A lot has been happening lately. This Day at Shea has taken a week off, there’s been good reason.
I was preparing for my visit to the National Baseball Hall of Fame in Cooperstown to discuss Shea Stadium Remembered. A lot happened at Shea, so I spent some time gathering notes for the talk to kick off the Hall’s Author’s Series for 2019. And then I never looked at the notes.
I want to thank everyone who came to listen to the talk, and who came around and bought books. I signed so many books for the museum that I went into Catholic school punish assignment default mode. But with much happier results. I especially want to thank my official photographer, Dan Carubia; Utica’s Observer-Dispatch sportswriter Don Laible; and my son, Tyler, who got up early and had a full day with his dad on the road and in Cooperstown.

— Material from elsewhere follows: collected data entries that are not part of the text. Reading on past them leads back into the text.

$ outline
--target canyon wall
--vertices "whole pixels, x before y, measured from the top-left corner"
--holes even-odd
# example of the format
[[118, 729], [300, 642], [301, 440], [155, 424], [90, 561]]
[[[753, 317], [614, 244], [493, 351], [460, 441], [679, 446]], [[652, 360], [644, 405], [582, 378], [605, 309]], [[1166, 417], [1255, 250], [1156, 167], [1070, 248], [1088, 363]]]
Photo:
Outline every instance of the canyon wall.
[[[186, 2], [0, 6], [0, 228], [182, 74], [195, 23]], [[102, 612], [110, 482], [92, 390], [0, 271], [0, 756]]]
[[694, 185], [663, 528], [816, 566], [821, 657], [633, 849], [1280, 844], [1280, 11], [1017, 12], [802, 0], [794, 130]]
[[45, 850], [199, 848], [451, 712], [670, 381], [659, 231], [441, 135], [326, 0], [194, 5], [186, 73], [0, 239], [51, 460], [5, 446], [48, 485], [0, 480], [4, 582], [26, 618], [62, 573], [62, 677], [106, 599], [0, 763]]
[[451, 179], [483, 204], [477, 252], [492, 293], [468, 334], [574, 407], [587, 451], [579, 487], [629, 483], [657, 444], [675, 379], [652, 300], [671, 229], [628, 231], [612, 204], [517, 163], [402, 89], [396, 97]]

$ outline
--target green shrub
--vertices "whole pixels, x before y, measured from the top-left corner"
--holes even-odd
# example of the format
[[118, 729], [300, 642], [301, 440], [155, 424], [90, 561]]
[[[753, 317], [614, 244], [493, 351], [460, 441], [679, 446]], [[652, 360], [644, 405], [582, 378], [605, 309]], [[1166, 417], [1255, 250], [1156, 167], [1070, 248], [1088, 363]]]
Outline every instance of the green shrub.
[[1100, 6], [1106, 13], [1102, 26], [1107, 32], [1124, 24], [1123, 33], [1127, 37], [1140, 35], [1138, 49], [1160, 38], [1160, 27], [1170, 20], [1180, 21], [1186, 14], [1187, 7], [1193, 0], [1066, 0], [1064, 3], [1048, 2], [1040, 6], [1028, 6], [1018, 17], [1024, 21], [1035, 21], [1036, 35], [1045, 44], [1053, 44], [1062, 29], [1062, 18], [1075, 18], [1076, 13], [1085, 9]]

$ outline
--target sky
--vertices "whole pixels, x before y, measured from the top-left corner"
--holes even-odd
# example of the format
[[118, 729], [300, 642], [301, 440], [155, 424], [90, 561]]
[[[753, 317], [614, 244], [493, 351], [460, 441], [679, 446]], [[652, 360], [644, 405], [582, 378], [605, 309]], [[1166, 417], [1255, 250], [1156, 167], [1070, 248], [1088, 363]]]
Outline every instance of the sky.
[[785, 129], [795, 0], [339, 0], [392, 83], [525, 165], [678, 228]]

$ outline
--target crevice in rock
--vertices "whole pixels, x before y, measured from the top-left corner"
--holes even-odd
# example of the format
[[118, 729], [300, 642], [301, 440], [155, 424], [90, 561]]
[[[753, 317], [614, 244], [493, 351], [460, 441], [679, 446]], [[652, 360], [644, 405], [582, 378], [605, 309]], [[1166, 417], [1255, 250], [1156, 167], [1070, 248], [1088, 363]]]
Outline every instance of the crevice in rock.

Like my dad, he’s not the biggest baseball fan but takes it all in stride for me. They say it skips a generation.
Special thanks to Bruce Markusen, whom I’ve known since 1971. We spent eight years together at Iona Grammar School in New Rochelle, writing out punish assignments and talking about baseball. We reconnected 20-plus years ago with me working on baseball books and him narrating video and putting together programs at the Hall of Fame. He is quite a writer in his own right (he was always the better student), and Bruce won the 1999 Seymour Medal for his excellent book on the 1970s Oakland A’s. Back in the 1970s we were both hardcore baseball fans and manned the right side of the infield for the same softball team—Bruce was always tall, and was at first base with his Joe Rudi glove; I had my Don Money mitt at second.
And thanks for the PR leading up to the event. The aforementioned Don Liable from the Observer-Dispatch wrote a nice piece on the book. And over the weekend I spoke with Mike Silva from the awesome Talkin’ Mets podcast from Metsmerized Online. I come in around the 19-minute mark, with an introduction by Lindsey Nelson about moving to Shea in 1964.